Es una tragedia. Es una vergüenza. Merece una investigación y supervisión vigorosas.

Un comité que intenta detener la trata de personas intentará determinar qué medidas concretas se necesitan para arreglar un sistema que permitió a Epstein salirse con la suya en 2008.

Un comité encabezado por funcionarios electos comprometidos con la transparencia garantizará la divulgación completa de todos los archivos.

Esto garantizará que las enmiendas legales a esos expedientes protejan a las víctimas y a los sobrevivientes, no a individuos poderosos y aliados políticos.

Eso llegaría al fondo de los informes de que el Departamento de Justicia retuvo una entrevista del FBI en la que un sobreviviente acusó al presidente Trump de crímenes atroces.

Le preguntará a cualquiera qué noche será la “fiesta más pequeña” en la isla de Epstein.

Exigirá testimonio de fiscales de Florida y Nueva York sobre por qué le dieron a Epstein un trato favorable y decidieron no perseguir a otras personas que podrían haber estado involucradas.

Exigirá que el Secretario Rubio y la Fiscal General Bondi testifiquen sobre por qué esta administración está abandonando a los sobrevivientes y haciendo el juego a los traficantes.

Buscará oficiales en la primera línea de esta lucha y les preguntará qué apoyo necesitan.

Promulgará legislación para proporcionar más recursos y obligar a esta administración a actuar.

Pero eso no está sucediendo.

En cambio, me obligaste a testificar, plenamente consciente de que no tenía ningún conocimiento que pudiera ayudar en tu investigación, para distraer la atención de las acciones del presidente Trump y encubrirlas a pesar de los pedidos legítimos de respuestas.

Si este comité realmente quiere conocer la verdad sobre los crímenes de tráfico de Epstein, no dependerá de la prensa para obtener respuestas de nuestro actual presidente sobre su participación; Le preguntará directamente bajo juramento que aparece miles de veces en los expedientes de Epstein.

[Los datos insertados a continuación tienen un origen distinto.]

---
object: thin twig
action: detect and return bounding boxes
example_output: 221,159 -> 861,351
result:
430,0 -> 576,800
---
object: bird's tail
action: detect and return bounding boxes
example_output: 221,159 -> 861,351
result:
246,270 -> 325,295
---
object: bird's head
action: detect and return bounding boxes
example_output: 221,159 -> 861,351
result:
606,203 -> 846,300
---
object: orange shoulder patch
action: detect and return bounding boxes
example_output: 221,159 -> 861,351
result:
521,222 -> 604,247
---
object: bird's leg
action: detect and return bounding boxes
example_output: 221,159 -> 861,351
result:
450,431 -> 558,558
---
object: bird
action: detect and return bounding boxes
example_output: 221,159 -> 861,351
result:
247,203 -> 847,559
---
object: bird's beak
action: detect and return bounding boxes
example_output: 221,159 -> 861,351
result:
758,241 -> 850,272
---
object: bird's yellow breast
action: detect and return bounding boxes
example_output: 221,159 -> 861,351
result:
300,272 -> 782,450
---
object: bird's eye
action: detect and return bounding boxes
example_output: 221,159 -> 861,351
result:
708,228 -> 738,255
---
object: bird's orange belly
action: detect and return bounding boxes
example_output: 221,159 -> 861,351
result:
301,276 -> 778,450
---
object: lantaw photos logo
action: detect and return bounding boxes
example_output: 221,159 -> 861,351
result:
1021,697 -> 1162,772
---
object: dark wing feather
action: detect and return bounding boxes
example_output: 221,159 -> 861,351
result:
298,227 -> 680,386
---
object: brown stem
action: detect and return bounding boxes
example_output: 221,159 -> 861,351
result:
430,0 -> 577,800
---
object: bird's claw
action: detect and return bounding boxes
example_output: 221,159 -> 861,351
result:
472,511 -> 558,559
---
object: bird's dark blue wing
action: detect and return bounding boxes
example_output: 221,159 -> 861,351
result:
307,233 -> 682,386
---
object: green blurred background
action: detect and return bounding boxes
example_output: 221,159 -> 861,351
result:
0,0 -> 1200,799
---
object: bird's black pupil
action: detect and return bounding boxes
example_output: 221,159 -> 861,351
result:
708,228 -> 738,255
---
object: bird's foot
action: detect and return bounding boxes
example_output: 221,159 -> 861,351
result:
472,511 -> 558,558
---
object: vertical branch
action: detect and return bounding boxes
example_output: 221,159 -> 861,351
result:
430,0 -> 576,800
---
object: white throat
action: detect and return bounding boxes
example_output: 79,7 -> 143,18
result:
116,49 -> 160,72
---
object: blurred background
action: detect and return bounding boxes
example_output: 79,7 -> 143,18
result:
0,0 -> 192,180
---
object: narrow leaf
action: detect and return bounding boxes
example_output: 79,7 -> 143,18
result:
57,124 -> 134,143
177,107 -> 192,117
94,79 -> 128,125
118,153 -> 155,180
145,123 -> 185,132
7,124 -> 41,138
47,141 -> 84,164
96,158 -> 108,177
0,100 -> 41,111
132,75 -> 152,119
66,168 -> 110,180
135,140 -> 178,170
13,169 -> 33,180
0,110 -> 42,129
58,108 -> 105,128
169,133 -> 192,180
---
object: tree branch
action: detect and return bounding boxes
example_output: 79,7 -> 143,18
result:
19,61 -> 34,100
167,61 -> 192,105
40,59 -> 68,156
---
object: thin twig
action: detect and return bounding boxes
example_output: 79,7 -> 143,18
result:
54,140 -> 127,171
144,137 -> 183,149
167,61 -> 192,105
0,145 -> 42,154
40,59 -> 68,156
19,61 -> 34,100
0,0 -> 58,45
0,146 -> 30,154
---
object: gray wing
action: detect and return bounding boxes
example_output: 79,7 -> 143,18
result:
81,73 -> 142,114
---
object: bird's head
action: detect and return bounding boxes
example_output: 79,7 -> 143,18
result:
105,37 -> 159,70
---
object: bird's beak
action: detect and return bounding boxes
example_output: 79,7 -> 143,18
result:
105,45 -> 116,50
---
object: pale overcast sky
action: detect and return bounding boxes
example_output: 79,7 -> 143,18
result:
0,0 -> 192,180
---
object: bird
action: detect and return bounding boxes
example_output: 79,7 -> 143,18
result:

Si la mayoría fuera seria, no perderían el tiempo en una expedición de pesca. Hay mucho por hacer.

¿Qué se está reteniendo? ¿A quién se protege? ¿Y por qué la tapa?

Mi desafío para ustedes, señor presidente, miembros del comité, es el mismo desafío que he mantenido a lo largo de mi largo servicio a esta nación. Cómo ser digno de la confianza que el pueblo estadounidense ha depositado en usted. Esperan habilidad política, no habilidad para el juego. Liderar, no grandilocuente. Esperan que usted use su poder para llegar a la verdad y hacer más para ayudar a los sobrevivientes de los crímenes de Epstein, así como a los millones de otras víctimas del tráfico sexual.